If tails are frozen, thaw them overnight in the fridge, or in a bag submerged in cold water on the counter for about 30 minutes.
Preheat the grill for about 15 minutes, or a grill pan for 5 minutes, over medium heat.
Meanwhile, prepare the lobster tails. Using kitchen shears, cut down the center of the shell lengthwise, starting from the end opposite the tail fins, continuing down until you reach the tail but without cutting the tail. You want to cut through the top of the shell, but don't cut through the bottom shell. Use a knife to cut lengthwise along the ridge in the center, cutting through the lobster meat but not through the bottom shell, then your thumbs and fingers to spread open the shell. Run a skewer through the center of the flesh lengthwise to prevent curling.
Brush the lobster tails with olive oil. Season with sea salt and black pepper.
In a small bowl, whisk together the melted butter, garlic, lemon juice, smoked paprika, and cayenne. Set aside.
Place the lobster tails on the preheated grill, flesh side down. Cook undisturbed for 5-6 minutes, until the flesh underneath is starting to brown and almost cooked through.

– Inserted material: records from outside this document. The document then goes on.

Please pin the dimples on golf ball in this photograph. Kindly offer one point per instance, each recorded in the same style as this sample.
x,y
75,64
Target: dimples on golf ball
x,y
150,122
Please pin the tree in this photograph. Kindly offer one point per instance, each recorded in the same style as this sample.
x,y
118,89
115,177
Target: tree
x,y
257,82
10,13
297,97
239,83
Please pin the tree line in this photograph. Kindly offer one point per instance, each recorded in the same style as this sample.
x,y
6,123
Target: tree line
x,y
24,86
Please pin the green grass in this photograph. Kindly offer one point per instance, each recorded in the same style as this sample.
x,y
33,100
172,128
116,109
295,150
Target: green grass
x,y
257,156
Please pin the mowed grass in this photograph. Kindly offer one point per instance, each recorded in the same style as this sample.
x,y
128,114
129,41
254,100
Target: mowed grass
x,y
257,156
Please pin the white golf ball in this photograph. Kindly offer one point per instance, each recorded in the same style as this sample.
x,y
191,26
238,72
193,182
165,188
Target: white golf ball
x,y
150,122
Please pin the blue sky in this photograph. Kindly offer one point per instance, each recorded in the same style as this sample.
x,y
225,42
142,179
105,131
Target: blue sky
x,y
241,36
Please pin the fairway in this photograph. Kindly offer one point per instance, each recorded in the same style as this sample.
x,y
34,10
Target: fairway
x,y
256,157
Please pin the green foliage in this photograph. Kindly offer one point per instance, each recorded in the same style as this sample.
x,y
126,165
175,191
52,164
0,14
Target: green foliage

Flip the lobster tails and brush half of the melted garlic butter over the lobster meat. Close the lid and grill for an additional 2-4 minutes for 8-ounce tails, or until opaque. Serve with remaining garlic butter.(If your tails are a different size, a good rule of thumb for lobster tail grill time is about 60-75 seconds total time per ounce of individual tail. For example, if your lobster tails are 8 ounces each, you’ll grill them for 480-600 seconds total, which is 8-10 minutes. Out of that total time, 5-6 minutes would be flesh side down and the remaining time would be after flipping.)